You could if you wanted to go to the trouble, keep in mind though that by replacing "most" of the coolant with fresh the small amount that remained in the block is going to get mixed in with all the good stuff as the engine runs so the coolant in system is going to be "mostly" new that's diluted with "a little" old. Unless what you drained was -really- nasty, I probably wouldn't worry about it.

Bear


----------



## fiesta62 (Jan 12, 2011)

BearGFR said:


> You could if you wanted to go to the trouble, keep in mind though that by replacing "most" of the coolant with fresh the small amount that remained in the block is going to get mixed in with all the good stuff as the engine runs so the coolant in system is going to be "mostly" new that's diluted with "a little" old. Unless what you drained was -really- nasty, I probably wouldn't worry about it.
> 
> Bear


hi, well i am not sure what coolant is in car and read coolants should not be mixed so i guess to be safe i will take out the drain plugs, my mechanic friend said he will put it on a hoist today and take them out and flush the system, its bright green now and looks new inside radiator and under cap so i dont expect it to have any nasty stuff in there...thanks


----------



## Instg8ter (Sep 28, 2010)

then why pull the motor:confused....bright green is good, just top off with a bit of distilled water as i don't think you will have to worry about it freezing Down Under. It is run at 50/50 coolant to distilled water even here in the frozen confines of the Motor City. Get out and drive that sweet ass car!!!!... we have a saying here ..."if it ain't broke, don't fix it"


----------



## geeteeohguy (Feb 2, 2008)

I would just go ahead and pull the motor, at this point.
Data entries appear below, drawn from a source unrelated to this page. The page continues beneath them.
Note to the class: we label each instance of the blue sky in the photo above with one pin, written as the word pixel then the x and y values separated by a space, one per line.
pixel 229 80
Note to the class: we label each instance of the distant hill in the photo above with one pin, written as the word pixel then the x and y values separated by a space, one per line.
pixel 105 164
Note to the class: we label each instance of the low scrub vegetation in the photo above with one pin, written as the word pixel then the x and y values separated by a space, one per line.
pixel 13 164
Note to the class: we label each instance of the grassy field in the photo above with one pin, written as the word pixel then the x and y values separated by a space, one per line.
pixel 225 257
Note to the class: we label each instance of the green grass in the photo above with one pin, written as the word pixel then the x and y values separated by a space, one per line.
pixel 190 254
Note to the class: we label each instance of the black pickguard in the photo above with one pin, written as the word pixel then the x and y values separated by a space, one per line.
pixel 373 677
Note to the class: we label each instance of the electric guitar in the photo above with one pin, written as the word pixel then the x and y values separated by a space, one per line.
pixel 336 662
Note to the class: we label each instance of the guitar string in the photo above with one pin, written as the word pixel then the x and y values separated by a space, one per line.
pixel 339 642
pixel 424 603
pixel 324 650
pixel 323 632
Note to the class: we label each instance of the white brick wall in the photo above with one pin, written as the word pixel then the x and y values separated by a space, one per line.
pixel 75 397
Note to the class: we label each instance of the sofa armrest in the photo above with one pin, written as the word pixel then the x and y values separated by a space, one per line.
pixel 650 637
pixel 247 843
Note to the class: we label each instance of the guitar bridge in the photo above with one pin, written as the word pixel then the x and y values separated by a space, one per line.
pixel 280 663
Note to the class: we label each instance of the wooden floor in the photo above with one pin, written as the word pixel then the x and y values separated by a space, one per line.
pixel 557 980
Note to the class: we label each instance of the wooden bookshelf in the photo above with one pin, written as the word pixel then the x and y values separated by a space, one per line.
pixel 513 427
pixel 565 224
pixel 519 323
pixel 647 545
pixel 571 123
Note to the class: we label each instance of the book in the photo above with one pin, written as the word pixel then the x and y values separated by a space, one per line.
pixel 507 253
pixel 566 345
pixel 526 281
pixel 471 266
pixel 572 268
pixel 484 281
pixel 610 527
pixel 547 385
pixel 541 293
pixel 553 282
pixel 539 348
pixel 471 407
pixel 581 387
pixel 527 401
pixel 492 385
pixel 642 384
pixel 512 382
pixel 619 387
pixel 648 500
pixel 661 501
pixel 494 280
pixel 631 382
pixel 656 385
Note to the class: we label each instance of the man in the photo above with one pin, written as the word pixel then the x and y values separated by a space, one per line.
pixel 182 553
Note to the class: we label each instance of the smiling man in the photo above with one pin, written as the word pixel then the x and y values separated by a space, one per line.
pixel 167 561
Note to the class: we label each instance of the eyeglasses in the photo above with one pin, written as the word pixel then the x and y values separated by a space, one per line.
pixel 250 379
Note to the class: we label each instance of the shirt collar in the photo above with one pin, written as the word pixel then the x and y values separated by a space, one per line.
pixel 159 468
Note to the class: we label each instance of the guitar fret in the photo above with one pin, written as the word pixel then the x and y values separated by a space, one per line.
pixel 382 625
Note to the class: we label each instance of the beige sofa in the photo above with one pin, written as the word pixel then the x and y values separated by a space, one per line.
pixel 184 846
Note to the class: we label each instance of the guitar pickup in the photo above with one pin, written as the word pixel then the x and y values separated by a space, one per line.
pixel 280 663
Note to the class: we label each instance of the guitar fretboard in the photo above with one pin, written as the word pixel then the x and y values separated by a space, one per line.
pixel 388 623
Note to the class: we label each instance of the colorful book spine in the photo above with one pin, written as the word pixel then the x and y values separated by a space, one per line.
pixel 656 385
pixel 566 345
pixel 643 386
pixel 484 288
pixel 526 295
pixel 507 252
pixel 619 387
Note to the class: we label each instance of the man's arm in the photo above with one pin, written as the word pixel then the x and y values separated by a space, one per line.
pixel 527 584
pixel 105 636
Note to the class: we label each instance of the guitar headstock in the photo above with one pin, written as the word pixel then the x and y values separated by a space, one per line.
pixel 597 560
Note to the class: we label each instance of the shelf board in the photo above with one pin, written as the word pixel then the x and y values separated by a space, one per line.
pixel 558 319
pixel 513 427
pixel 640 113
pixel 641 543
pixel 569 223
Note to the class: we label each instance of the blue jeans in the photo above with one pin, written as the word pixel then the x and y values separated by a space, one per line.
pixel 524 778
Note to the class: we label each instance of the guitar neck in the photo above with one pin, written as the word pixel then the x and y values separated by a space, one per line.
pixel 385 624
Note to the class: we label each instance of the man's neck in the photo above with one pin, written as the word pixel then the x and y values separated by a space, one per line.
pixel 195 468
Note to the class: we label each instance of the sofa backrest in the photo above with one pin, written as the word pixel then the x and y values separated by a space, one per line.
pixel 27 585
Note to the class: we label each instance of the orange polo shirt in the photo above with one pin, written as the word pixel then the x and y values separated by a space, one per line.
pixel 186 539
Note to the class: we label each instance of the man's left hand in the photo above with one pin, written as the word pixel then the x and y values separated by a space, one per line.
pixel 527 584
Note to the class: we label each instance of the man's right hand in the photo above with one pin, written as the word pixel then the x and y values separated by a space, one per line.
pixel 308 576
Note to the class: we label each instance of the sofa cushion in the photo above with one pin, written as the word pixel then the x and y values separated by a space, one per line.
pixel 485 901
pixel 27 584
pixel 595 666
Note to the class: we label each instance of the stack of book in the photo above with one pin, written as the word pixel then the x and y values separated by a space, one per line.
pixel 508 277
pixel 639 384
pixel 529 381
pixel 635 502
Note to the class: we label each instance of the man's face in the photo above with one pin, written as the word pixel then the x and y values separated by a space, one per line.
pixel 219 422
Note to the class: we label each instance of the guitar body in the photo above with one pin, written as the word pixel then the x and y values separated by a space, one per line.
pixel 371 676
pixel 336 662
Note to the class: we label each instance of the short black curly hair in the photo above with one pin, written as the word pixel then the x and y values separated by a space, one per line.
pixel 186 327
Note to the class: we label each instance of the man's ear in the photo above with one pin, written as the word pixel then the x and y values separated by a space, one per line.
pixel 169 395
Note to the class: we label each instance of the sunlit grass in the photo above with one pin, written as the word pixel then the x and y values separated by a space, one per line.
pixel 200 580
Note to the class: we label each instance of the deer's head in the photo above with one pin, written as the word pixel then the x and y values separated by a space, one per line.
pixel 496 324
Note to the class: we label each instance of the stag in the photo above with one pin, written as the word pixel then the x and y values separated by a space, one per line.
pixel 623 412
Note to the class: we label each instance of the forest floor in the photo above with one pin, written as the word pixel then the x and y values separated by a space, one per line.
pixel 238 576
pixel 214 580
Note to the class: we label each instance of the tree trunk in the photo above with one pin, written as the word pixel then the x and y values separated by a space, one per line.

You never can tell when a freeze plug might start leaking, and then you'd lose all of that expensive coolant. Pull the engine, knock out the freeze plugs, and install brass plugs. While you're at it, remove the timing cover and oil pan, and re-do the seals....that rear main seal can be a real bugger. Best to do it now. As long as the pan is off, this would be an excellent time to remove the bearing caps and inspect the bearings. You just never know...it's best to be safe instead of sorry.


----------



## Rukee (Feb 8, 2007)

They make anti-freeze that can be mixed with_ any_ kind of anti-freeze, just saying......


----------



## fiesta62 (Jan 12, 2011)

geeteeohguy said:


> I would just go ahead and pull the motor, at this point. You never can tell when a freeze plug might start leaking, and then you'd lose all of that expensive coolant. Pull the engine, knock out the freeze plugs, and install brass plugs. While you're at it, remove the timing cover and oil pan, and re-do the seals....that rear main seal can be a real bugger. Best to do it now. As long as the pan is off, this would be an excellent time to remove the bearing caps and inspect the bearings. You just never know...it's best to be safe instead of sorry.


ha ha, yes you got me....ok i well try to stop messing with it, just got to polish the radiator...


----------



## geeteeohguy (Feb 2, 2008)

Are you sure you got ALL the old coolant out? If not, what's the point? It's like changing _half_ your engine oil. I read on the other forum that you couldn't get one side of the block drained because the plug was frozen. And it got buggered. With vice grips. How are you going to be able to enjoy your car with a buggered-up water jacket plug?? It would drive ME crazy just KNOWING that it's not all nice and mint....that it's buggered up and rusting away...


----------



## fiesta62 (Jan 12, 2011)

geeteeohguy said:


> Are you sure you got ALL the old coolant out? If not, what's the point? It's like changing _half_ your engine oil. I read on the other forum that you couldn't get one side of the block drained because the plug was frozen. And it got buggered. With vice grips. How are you going to be able to enjoy your car with a buggered-up water jacket plug?? It would drive ME crazy just KNOWING that it's not all nice and mint....that it's buggered up and rusting away...


hi, well i flushed system out till clear water....then took 1 plug out and about another 2 quarts came out....all up about 13 quarts maybe a bit more....so there might be 3 or 4 quarts still in there but it got 13 new quarts of new coolant with distilled water so i figure thats as good as it going to get this time...and should be fine, i'm done with that, and im too busy tracking down a water pump pulley part 9788886 not as easy as i thought but i will find one !


----------



## Rukee (Feb 8, 2007)

Seriously, you don't need that pulley, just clearance your impeller like suggested a # of times before and you'll be fine. 210-220* is not overheating.


----------



## fiesta62 (Jan 12, 2011)

Rukee said:


> Seriously, you don't need that pulley, just clearance your impeller like suggested a # of times before and you'll be fine. 210-220* is not overheating.


hi, well after a lot of searching these pulleys are not that easy to find....but i have found them now at ram air they do them now....my water pump pulley is now 8 inch factory for a non ac car.....the ac 67 run a 6.5 inch pully....so 1.5 inch smaller is going to spin that water pump faster and cool it more, thats the way it should be for a factory ac car....the pulley bolts straight on same depth so all good, i'm going to do it cant hurt, i will also do that impeller job too...thanks


----------